BGH,
Beschl. v. 16.5.2002 - 5 StR 137/02
5 StR 137/02
BUNDESGERICHTSHOF
BESCHLUSS
vom 16. Mai 2002
in der Strafsache gegen
wegen Beihilfe zur Steuerhinterziehung u.a.
Der 5. Strafsenat des Bundesgerichtshofes hat am 16. Mai 2002
beschlossen:
1. Auf die Revision des Angeklagten wird das Urteil des Landgerichts
Stuttgart vom 16. November 2001 gemäß § 349
Abs. 4 StPO im gesamten Strafausspruch mit den zugehörigen
Feststellungen aufgehoben.
2. Die weitergehende Revision wird gemäß §
349 Abs. 2 StPO verworfen.
3. Im Umfang der Aufhebung wird die Sache zu neuer Verhandlung und
Entscheidung, auch über die Kosten des Revisionsverfahrens, an
eine andere Strafkammer des Landgerichts zurückverwiesen.
Gründe:
Das Landgericht hat den Angeklagten wegen Beihilfe zur
Steuerhinterziehung in drei Fällen und wegen Beihilfe zur
versuchten Steuerhinterziehung zu einer Gesamtgeldstrafe in
Höhe von 270 Tagessätzen zu je 60 DM verurteilt.
Seine Revision führt zur Aufhebung des gesamten
Strafausspruchs; im übrigen ist sie unbegründet im
Sinne des § 349 Abs. 2 StPO.
I.
Die Strafzumessung des Landgerichts begegnet durchgreifenden
rechtlichen Bedenken.
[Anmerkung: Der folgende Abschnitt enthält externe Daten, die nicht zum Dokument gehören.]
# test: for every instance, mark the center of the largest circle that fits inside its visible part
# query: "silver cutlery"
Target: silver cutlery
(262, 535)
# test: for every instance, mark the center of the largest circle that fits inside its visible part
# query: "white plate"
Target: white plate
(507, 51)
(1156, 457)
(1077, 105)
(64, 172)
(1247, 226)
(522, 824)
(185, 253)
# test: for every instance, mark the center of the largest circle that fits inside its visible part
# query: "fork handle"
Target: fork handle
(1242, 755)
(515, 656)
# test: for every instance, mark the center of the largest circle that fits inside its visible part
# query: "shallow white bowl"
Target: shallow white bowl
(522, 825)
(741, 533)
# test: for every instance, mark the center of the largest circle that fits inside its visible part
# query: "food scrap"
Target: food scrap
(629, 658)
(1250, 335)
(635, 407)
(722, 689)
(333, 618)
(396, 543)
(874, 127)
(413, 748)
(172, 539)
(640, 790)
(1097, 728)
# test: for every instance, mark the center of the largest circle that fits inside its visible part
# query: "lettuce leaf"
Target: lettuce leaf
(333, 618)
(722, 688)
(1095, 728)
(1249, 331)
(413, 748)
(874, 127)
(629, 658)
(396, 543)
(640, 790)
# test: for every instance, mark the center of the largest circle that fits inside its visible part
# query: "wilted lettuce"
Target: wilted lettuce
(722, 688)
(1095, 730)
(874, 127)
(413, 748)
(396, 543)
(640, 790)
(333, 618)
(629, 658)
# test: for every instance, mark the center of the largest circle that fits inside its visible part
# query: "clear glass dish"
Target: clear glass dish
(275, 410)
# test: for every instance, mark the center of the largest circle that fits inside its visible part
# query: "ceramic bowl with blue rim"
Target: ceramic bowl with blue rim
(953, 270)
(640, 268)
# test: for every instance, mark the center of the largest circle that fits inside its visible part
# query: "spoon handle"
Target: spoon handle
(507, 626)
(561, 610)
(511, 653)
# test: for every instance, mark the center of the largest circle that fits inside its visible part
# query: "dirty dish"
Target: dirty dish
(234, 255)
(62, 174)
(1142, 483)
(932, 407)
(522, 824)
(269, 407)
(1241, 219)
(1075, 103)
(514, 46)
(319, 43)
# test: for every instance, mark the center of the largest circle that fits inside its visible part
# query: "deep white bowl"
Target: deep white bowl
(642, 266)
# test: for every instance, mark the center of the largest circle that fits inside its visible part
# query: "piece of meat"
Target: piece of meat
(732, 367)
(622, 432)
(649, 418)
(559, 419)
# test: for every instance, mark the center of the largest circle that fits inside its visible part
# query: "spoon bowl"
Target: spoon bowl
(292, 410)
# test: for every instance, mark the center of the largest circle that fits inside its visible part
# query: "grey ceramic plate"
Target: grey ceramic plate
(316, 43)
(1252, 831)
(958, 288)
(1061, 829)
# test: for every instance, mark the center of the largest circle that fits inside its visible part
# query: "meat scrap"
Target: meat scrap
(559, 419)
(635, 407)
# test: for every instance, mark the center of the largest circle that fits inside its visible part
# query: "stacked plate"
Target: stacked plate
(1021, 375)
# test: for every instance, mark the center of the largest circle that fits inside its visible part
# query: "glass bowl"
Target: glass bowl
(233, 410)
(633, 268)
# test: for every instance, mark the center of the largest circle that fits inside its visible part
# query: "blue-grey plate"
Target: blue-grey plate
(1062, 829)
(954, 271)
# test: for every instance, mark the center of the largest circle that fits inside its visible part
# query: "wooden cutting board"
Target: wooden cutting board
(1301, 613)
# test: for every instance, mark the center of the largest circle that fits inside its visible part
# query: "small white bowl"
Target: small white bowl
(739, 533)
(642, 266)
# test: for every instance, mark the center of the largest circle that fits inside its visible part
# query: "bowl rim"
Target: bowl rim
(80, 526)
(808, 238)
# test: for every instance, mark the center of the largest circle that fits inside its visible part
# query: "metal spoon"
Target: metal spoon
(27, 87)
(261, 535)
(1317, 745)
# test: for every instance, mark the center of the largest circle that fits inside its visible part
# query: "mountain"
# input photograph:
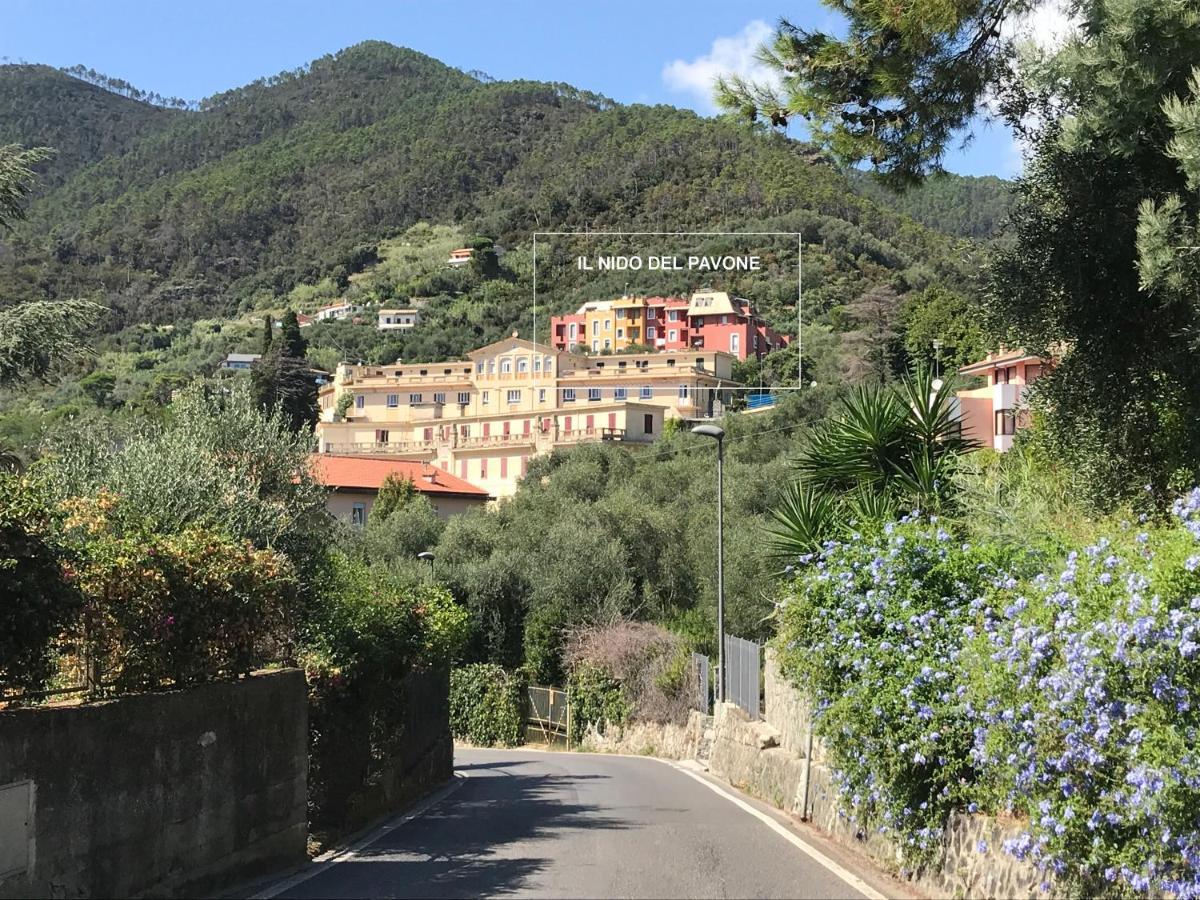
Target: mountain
(286, 189)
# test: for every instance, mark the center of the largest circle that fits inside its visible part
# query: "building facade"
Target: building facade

Die Urteilsgründe lassen nicht erkennen,
daß die Strafkammer im Hinblick auf Fall 4 (Beihilfe zur
versuchten Steuerhinterziehung) eine Strafrahmenverschiebung nach
§ 23 Abs. 2 StGB i.V.m. § 49 Abs. 1 StGB
geprüft hat. Dies hätte im vorliegenden Fall aber der
Erörterung bedurft (BGHR StGB § 23 Abs. 2
Strafrahmenverschiebung 4, 11). Da die Einsatzstrafe somit keinen
Bestand haben kann, war die Aufhebung auf die übrigen Strafen
zu erstrecken, weil nicht ausgeschlossen werden kann, daß
auch diese von dem Rechtsfehler beeinflußt sind.
II.
Für die neue Hauptverhandlung weist der Senat auf folgendes
hin:
1. Die ungewöhnlich lange Verfahrensverzögerung wird
bei der gebotenen Neubestimmung des Strafausspruches erhebliches
Gewicht erlangen müssen. Wie sich aus den
Urteilsgründen ergibt, hat der Haupttäter bereits im
November 1995 ein umfassendes Geständnis abgelegt. Damit
standen die Tat, ihr Schuldumfang und die Tatbeteiligten im
wesentlichen fest. Hinderungsgründe, die es nachvollziehbar
erscheinen lassen, warum es erst im November 2001 zu einer Aburteilung
der Taten des Angeklagten kam, sind nicht ersichtlich. Bei dieser
Sachlage wird der neue Tatrichter zu erörtern haben, ob eine
rechtsstaatswidrige Verfahrensverzögerung vorliegt und diese
gegebenenfalls durch Vergleich mit der ohne Berücksichtigung
der Verletzung des Beschleunigungsgebots angemessenen Strafe exakt zu
bestimmen haben (BGHR StGB § 46 Abs. 2
Verfahrensverzögerung 11). Bei einer dann vorzunehmenden
Kompensation wird auch angemessen zu berücksichtigen sein,
daß die ungewöhnlich lange Zeit der
Ungewißheit sich für den Angeklagten schon deshalb
in besonderem Maße belastend auswirkte, weil er als
Steuerberater in seiner beruflichen Betätigung durch das
schwebende Steuerstrafverfahren existentiell berührt war (vgl.
BGHR StGB § 46 Abs. 2 Verfahrensverzögerung 13).
2. Weiterhin wird die Höhe des festzusetzenden Tagessatzes
näher zu belegen sein. Dies setzt neben der Feststellung einer
Unterhaltspflicht des Angeklagten gegenüber seinen Kindern
auch voraus, daß dargelegt wird, inwieweit der Angeklagte an
seine Ehefrau oder an seine geschiedene Ehefrau noch
Unterhaltsleistungen zu erbringen hat.